3eme dimanche de l'Avent, année B

Auteur: Raphaël Devillers
Date de rédaction: 7/12/14
Temps liturgique: Avent
Année liturgique : B
Année: 2014-2015

Le personnage de Jean-Baptiste revêt une telle importance qu’après le texte de Marc, lu dimanche passé, la liturgie nous présente aujourd’hui celui de l’évangile de Jean. Lorsque ce dernier rédige son livret (vers les années 95-100 de notre ère), les communautés chrétiennes se heurtent à d’autres groupes qui prétendent que c’est leur maître, Jean-Baptiste, qui est le vrai Messie puisque Jésus a été son disciple et lui a demandé le baptême. A la suite des premiers évangélistes, Jean confirme la grandeur de ce prophète mais qui, comme il l’affirma lui-même, ne fut que le précurseur du seul Messie, Iéshouah , Jésus. Dans le Prologue solennel qui ouvre son œuvre, Jean situe la fonction de Jean-Baptiste.

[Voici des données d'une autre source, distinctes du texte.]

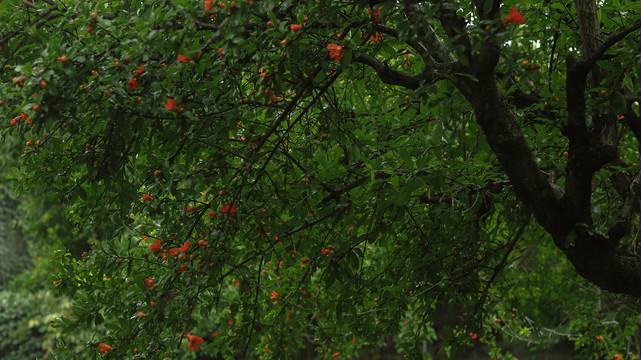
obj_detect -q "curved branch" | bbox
[352,54,449,90]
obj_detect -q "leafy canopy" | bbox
[0,0,641,359]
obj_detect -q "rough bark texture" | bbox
[356,0,641,297]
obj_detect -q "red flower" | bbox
[165,98,183,114]
[220,201,236,216]
[327,44,343,62]
[185,331,205,351]
[149,239,162,252]
[127,77,138,90]
[134,65,145,75]
[220,204,229,214]
[178,240,189,252]
[367,6,383,23]
[100,343,111,352]
[178,54,194,62]
[501,6,525,26]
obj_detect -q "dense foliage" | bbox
[0,0,641,359]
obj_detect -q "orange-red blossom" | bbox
[185,331,205,351]
[501,6,525,26]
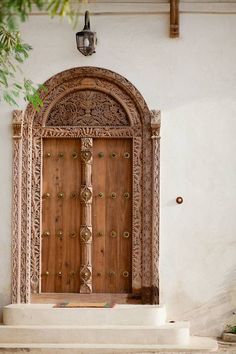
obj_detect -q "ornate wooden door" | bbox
[42,139,132,293]
[41,139,81,293]
[93,139,132,293]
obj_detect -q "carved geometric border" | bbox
[12,67,160,303]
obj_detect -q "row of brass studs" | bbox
[42,270,129,278]
[41,270,76,277]
[42,230,77,239]
[98,151,130,159]
[43,192,130,200]
[45,151,130,159]
[96,270,129,278]
[97,231,130,238]
[42,230,130,239]
[43,192,80,199]
[45,151,79,159]
[98,192,130,199]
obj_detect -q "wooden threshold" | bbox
[31,293,141,304]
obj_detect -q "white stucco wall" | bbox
[0,9,236,335]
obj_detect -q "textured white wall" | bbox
[0,14,236,335]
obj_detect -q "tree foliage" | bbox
[0,0,80,110]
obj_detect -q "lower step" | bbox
[0,337,218,354]
[0,322,189,346]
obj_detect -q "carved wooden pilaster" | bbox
[170,0,179,38]
[80,138,93,294]
[12,110,23,303]
[151,111,161,304]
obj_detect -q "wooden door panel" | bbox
[93,139,132,293]
[41,139,81,292]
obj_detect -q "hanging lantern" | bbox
[76,11,97,56]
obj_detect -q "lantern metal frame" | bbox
[76,11,97,56]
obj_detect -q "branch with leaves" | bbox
[0,0,81,110]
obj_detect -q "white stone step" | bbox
[3,304,166,326]
[0,337,218,354]
[0,322,189,346]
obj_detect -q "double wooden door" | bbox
[41,138,132,293]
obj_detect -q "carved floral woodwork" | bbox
[12,67,160,303]
[46,90,129,126]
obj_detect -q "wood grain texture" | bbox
[93,139,132,293]
[41,139,81,293]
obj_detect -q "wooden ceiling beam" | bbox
[170,0,179,38]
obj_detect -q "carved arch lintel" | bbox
[12,67,160,303]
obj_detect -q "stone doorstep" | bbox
[0,322,190,346]
[3,304,166,326]
[0,337,218,354]
[222,332,236,344]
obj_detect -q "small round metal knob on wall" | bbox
[176,197,184,204]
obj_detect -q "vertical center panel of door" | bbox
[92,139,132,293]
[41,139,81,293]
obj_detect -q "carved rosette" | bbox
[80,138,93,294]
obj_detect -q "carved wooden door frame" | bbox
[12,67,160,303]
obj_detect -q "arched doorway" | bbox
[12,67,160,303]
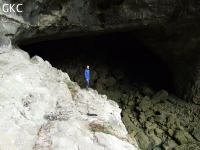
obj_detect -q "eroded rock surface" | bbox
[0,49,138,150]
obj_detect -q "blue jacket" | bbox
[84,69,90,80]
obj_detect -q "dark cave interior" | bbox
[19,32,174,93]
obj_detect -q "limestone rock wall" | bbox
[0,48,138,150]
[0,0,200,104]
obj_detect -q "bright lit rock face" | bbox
[0,0,200,104]
[0,49,137,150]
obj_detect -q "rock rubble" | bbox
[0,49,138,150]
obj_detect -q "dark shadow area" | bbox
[20,32,174,93]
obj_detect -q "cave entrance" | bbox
[20,32,174,102]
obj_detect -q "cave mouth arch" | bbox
[19,32,174,93]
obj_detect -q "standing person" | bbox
[84,66,90,91]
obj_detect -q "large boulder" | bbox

Il y eut un homme envoyé par Dieu ; son nom était Jean.

Il est venu comme témoin, pour rendre témoignage à la Lumière, afin que tous croient par lui.

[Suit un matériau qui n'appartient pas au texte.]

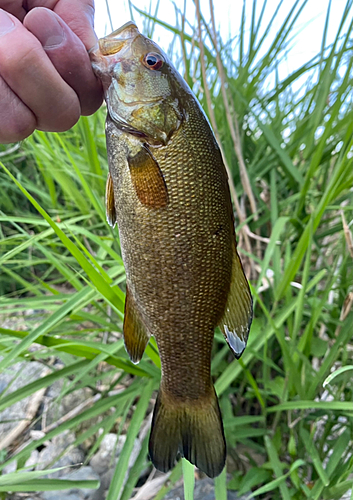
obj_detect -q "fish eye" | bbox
[143,52,164,70]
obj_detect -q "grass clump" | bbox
[0,1,353,500]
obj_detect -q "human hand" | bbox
[0,0,102,143]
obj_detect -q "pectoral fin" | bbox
[219,245,252,359]
[128,146,168,208]
[105,174,116,227]
[123,288,150,363]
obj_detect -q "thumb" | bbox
[27,0,97,50]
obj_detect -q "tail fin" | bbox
[149,388,226,477]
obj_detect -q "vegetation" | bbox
[0,0,353,500]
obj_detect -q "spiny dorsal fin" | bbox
[105,173,116,227]
[219,245,252,359]
[127,146,168,208]
[123,287,150,363]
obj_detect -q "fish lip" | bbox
[105,21,139,38]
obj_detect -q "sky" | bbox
[95,0,352,83]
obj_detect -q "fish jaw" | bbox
[89,22,185,146]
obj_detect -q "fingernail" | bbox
[36,9,65,49]
[0,9,15,36]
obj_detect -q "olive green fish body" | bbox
[89,23,252,477]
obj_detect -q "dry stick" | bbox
[195,0,252,266]
[206,0,261,259]
[0,370,51,450]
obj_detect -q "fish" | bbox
[90,22,253,477]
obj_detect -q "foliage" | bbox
[0,0,353,500]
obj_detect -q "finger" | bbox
[27,0,97,50]
[0,0,27,21]
[0,11,80,132]
[24,7,102,115]
[0,77,36,144]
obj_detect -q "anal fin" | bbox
[105,174,116,227]
[123,288,150,363]
[219,244,253,359]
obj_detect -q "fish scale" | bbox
[91,23,252,477]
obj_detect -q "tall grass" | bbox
[0,0,353,500]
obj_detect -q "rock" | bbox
[54,466,99,500]
[36,431,85,478]
[0,361,46,442]
[2,450,39,474]
[90,433,126,474]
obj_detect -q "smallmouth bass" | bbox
[90,22,252,477]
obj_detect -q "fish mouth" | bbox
[88,21,141,62]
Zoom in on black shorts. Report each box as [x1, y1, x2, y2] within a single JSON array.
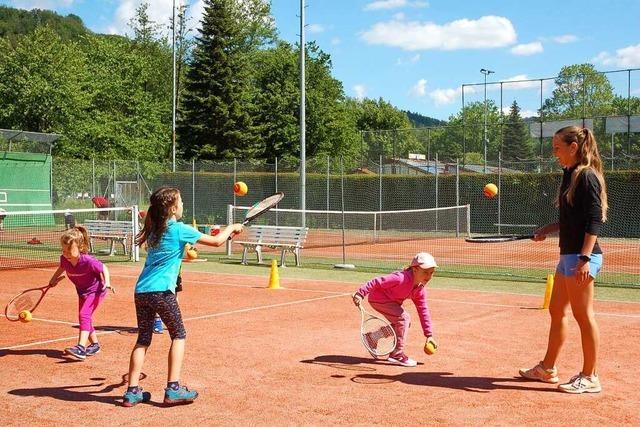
[[135, 291, 187, 347]]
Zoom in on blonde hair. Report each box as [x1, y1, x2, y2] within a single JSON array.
[[136, 187, 180, 248], [60, 225, 89, 254], [554, 126, 609, 222]]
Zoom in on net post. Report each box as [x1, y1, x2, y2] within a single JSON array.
[[225, 205, 235, 256]]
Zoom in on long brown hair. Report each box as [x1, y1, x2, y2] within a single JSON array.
[[136, 187, 180, 248], [60, 225, 89, 254], [555, 126, 609, 222]]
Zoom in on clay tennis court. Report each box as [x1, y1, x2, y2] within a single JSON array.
[[0, 263, 640, 426]]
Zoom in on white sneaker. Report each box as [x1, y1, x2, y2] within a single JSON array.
[[519, 362, 560, 384], [387, 353, 418, 368], [558, 372, 602, 394]]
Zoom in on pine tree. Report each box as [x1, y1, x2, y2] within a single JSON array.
[[177, 0, 263, 159], [502, 101, 533, 160]]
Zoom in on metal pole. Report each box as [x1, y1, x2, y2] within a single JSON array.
[[171, 0, 176, 172], [327, 156, 331, 230], [300, 0, 307, 227], [191, 159, 197, 230], [480, 68, 495, 173], [333, 157, 356, 270], [498, 152, 502, 234]]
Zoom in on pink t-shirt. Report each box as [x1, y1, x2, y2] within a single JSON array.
[[358, 269, 433, 337], [60, 254, 104, 295]]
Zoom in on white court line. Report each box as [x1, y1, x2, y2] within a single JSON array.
[[184, 293, 351, 321], [429, 298, 640, 319], [0, 293, 350, 350], [0, 331, 118, 351], [27, 265, 640, 305]]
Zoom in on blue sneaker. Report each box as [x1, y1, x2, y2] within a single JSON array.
[[64, 344, 87, 360], [85, 342, 100, 356], [164, 386, 198, 405], [122, 388, 151, 408], [153, 317, 164, 334]]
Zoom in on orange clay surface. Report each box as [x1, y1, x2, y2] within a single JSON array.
[[0, 265, 640, 426]]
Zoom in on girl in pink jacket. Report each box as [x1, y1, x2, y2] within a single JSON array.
[[353, 252, 438, 366]]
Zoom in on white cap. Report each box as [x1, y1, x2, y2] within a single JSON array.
[[411, 252, 438, 270]]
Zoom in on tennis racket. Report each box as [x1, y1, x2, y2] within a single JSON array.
[[358, 304, 396, 359], [229, 192, 284, 240], [464, 234, 534, 243], [4, 276, 64, 322]]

Cet homme n’était pas la Lumière, mais il était là pour rendre témoignage à la Lumière.

Le rôle de Jean-Baptiste, fut d’être le premier grand TEMOIN de Jésus : il le désigna, lui ouvrit la route mais ensuite il s’effaça devant lui, authentique et unique LUMIERE, Révélation plénière, le seul capable de dissiper les ténèbres où se débat l’humanité. Que signifie témoigner ? Jean raconte.

L’ENQUETE EST OUVERTE

Voici le témoignage de Jean, quand les Juifs lui envoyèrent de Jérusalem des prêtres et des lévites pour lui demander : « Qui es-tu ? ». Il ne refusa pas de répondre, il déclara ouvertement : « Je ne suis pas le Christ. »

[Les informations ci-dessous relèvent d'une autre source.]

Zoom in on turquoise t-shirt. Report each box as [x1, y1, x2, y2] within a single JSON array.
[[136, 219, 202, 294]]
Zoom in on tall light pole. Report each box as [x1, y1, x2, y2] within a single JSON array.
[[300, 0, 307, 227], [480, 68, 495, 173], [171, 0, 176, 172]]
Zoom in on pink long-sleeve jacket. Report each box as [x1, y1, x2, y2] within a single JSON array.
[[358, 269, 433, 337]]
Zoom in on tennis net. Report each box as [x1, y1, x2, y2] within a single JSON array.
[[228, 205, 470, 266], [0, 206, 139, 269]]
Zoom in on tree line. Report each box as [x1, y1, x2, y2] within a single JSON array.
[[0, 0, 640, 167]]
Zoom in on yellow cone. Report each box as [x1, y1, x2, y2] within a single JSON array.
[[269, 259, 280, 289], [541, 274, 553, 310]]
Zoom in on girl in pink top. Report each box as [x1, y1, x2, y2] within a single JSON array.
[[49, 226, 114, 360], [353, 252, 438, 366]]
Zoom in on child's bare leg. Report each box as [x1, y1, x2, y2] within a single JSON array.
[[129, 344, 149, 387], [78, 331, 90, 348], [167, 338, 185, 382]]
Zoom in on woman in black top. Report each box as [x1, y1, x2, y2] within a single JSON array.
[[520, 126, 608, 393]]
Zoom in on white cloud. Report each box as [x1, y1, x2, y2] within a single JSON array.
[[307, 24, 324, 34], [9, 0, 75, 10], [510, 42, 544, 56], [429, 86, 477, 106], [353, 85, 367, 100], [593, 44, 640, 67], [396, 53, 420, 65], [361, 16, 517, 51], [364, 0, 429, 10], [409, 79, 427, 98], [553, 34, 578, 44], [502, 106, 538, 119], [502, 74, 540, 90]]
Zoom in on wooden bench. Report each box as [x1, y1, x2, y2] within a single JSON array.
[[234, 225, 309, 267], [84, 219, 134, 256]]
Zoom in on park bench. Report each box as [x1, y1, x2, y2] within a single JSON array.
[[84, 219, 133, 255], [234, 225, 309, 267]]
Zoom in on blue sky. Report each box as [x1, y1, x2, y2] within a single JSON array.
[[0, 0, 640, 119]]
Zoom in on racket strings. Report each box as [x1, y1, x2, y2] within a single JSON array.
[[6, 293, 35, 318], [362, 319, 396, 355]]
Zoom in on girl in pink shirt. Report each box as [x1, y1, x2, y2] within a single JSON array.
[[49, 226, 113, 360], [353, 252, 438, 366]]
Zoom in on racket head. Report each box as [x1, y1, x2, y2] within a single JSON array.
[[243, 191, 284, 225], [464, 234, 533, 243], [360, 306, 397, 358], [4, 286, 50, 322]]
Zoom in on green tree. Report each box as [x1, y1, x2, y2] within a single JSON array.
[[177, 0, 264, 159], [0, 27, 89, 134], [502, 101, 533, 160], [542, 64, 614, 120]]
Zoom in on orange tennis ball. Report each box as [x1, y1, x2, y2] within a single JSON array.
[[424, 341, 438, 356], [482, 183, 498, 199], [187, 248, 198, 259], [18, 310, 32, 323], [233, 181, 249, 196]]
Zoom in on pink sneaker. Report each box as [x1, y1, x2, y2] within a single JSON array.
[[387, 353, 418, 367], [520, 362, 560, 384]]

  • Alors qu’en est-il ? Es-tu le prophète Élie ?  - Je ne le suis pas.
  • Es-tu le Prophète annoncé ?  - Non. 

- Alors qui es-tu ? Il faut que nous donnions une réponse à ceux qui nous ont envoyés. Que dis-tu sur toi-même ? »

- Je suis « la voix de celui qui crie dans le désert : Redressez le chemin du Seigneur », comme a dit le prophète Isaïe. 

Or, ils avaient été envoyés de la part des pharisiens.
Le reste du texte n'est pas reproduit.